Taking all stations as the experimental population in each random sampling,* n* stations are randomly selected from all the candidate stations* S* (i.e., a list of stations is randomly selected): where* F* is a matrix containing probabilities of all stations,* randsrc *denotes an algorithm for selecting* n* stations from the total stations* S *according to the probability* F*, and* select_list* denotes a station list. At the same time, the WSDOP is calculated in each sampling. In order to obtain a better station list, it is needed to perform multisampling, such as 100,000 times. Finally, by evaluating the size of WSDOP of each sample, we can obtain a solution with the lowest WSDOP among the huge samples.

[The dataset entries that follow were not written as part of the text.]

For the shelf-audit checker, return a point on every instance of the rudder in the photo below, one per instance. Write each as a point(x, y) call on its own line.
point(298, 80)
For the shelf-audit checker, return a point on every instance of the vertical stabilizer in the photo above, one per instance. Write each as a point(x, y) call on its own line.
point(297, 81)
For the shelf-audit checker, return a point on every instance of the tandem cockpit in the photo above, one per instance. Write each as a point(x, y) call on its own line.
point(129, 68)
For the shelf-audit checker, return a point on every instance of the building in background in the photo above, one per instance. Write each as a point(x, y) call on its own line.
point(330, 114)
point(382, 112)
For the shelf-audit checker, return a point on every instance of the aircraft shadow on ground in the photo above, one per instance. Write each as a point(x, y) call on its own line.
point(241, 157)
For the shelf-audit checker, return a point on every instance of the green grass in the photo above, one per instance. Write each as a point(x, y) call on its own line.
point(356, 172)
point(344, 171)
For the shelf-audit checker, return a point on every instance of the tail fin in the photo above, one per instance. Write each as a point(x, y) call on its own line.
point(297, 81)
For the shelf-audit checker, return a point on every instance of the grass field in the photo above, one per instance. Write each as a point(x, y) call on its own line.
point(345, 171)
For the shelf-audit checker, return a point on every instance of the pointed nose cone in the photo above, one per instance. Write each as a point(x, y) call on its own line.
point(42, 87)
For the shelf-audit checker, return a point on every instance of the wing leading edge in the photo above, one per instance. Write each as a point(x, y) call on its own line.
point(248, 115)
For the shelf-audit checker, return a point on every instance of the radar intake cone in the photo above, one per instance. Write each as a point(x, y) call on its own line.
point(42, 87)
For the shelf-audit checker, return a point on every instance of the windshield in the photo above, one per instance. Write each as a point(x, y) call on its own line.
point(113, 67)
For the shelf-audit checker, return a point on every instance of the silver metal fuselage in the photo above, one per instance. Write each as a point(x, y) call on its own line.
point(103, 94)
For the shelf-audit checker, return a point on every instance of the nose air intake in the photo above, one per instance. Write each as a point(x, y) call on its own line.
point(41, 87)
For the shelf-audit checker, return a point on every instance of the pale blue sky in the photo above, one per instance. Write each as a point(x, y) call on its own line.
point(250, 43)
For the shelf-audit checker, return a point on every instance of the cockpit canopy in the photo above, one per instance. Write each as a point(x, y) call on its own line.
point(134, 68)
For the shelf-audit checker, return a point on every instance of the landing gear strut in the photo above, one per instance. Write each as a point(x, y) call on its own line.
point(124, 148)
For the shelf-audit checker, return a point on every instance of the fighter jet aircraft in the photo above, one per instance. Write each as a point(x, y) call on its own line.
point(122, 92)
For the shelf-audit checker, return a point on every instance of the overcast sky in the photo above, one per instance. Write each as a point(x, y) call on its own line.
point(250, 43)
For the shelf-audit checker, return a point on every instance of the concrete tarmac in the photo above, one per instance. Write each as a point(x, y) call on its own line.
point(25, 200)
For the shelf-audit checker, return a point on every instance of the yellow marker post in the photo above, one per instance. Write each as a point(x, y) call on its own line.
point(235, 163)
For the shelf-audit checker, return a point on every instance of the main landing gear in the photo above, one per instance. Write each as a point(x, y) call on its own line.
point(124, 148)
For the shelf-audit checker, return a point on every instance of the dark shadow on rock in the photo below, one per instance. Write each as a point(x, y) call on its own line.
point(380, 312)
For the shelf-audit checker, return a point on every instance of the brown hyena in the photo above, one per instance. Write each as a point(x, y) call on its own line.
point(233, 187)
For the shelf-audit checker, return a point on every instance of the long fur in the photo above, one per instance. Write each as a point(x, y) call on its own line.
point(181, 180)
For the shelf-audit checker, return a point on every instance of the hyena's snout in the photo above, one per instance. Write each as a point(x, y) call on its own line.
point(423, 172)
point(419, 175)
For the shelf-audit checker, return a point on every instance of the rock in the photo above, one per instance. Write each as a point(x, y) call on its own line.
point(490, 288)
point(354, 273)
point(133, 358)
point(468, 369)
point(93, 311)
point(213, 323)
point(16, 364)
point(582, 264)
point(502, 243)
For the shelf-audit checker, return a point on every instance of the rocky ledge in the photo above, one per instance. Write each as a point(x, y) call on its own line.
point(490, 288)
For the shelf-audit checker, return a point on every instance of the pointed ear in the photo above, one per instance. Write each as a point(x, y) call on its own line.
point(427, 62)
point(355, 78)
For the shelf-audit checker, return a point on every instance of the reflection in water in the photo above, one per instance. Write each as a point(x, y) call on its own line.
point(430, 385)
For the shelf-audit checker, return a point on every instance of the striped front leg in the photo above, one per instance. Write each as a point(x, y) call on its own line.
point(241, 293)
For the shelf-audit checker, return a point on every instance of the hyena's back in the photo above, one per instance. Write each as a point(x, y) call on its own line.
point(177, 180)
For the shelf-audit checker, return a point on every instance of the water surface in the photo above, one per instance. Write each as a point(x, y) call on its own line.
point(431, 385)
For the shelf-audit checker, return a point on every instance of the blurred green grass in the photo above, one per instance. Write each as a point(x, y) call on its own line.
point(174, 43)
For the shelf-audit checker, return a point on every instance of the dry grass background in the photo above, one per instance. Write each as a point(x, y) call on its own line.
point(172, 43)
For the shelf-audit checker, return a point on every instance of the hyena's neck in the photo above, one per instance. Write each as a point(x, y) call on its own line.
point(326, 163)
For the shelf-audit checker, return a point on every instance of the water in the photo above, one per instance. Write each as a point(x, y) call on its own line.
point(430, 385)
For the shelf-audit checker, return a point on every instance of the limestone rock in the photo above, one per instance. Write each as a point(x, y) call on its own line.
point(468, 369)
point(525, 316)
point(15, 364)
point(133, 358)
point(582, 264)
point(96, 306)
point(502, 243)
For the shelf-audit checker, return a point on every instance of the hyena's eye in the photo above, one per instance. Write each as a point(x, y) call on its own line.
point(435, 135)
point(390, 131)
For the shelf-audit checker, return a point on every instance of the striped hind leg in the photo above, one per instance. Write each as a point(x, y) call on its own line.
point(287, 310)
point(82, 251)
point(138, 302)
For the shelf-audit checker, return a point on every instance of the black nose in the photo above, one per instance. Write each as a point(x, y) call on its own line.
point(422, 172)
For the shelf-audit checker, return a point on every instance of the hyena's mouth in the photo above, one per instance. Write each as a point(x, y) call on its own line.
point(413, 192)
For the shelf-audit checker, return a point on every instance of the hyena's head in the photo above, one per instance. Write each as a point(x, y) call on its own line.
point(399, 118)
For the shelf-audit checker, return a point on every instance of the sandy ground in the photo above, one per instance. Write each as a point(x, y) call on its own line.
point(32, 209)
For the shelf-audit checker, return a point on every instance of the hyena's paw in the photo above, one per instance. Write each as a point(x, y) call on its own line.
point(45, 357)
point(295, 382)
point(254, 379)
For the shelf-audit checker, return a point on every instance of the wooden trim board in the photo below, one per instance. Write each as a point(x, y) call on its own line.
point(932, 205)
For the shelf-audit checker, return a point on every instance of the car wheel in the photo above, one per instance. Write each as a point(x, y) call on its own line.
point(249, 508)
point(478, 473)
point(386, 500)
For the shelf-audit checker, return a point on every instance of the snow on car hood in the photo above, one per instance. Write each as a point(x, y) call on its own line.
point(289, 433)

#### 4. Experimental Analysis

##### 4.1. Algorithm Implementation and Process Design

Experimental data for a total of 201 ground stations are downloaded from the IGS website. IGS has provided a high-precision tracking station coordinates in the SINEX (Software INdependent EXchange) format since 1999. The coordinates are obtained through a combination of at least seven AC (analysis-center) products [23]. For the stations without precision coordinates, such as the iGMAS stations and the regional continuously operating reference stations (CORS), their precision coordinates can be obtained using precise point positioning (PPP) technique. Therefore, the precise coordinates and their root-mean-square error for the stations in this paper are obtained from the IGS SINEX file. The multipath error values are calculated with Translation Editing and Quality Checking (TEQC) which is an internationally recognized and widely used GNSS observation data preprocessing software (https://www.unavco.org/software/data-processing/teqc/teqc.html). The data quality checking (QC) is the core function of TEQC. But it can only analyze the GPS/GLONASS observation data with RINEX2.XX or earlier formats. It cannot analyze the observation data of BDS/GALILEO. For the shortage of TEQC, the quality analysis software being developed dy BDS Data Processing Center at the China University of Mining and Technology (CUM) can process multisystem observation data with RINEX2.XX and RINEX3.XX formats, including BDS3 experiment satellite data [24]. After randomly selecting stations according to the grid control probability (with the number of samples set to 100,000), a one-step method is used for ultra-rapid orbit determination [25] and the zero-difference method is used for real-time clock offset estimation [26]. The one-step method based on nondifferential measurement can effectively reduce the influence of system error, especially in multisystem fusion orbit determination [25, 27]. Ambiguity parameters can be preserved using the zero-difference method, which provides the possibility of subsequent double difference ambiguity fixation and satellite hard delay estimation [28, 29]. Figure 1 shows the flow of the station selection algorithm and the orbit and clock offset solution process.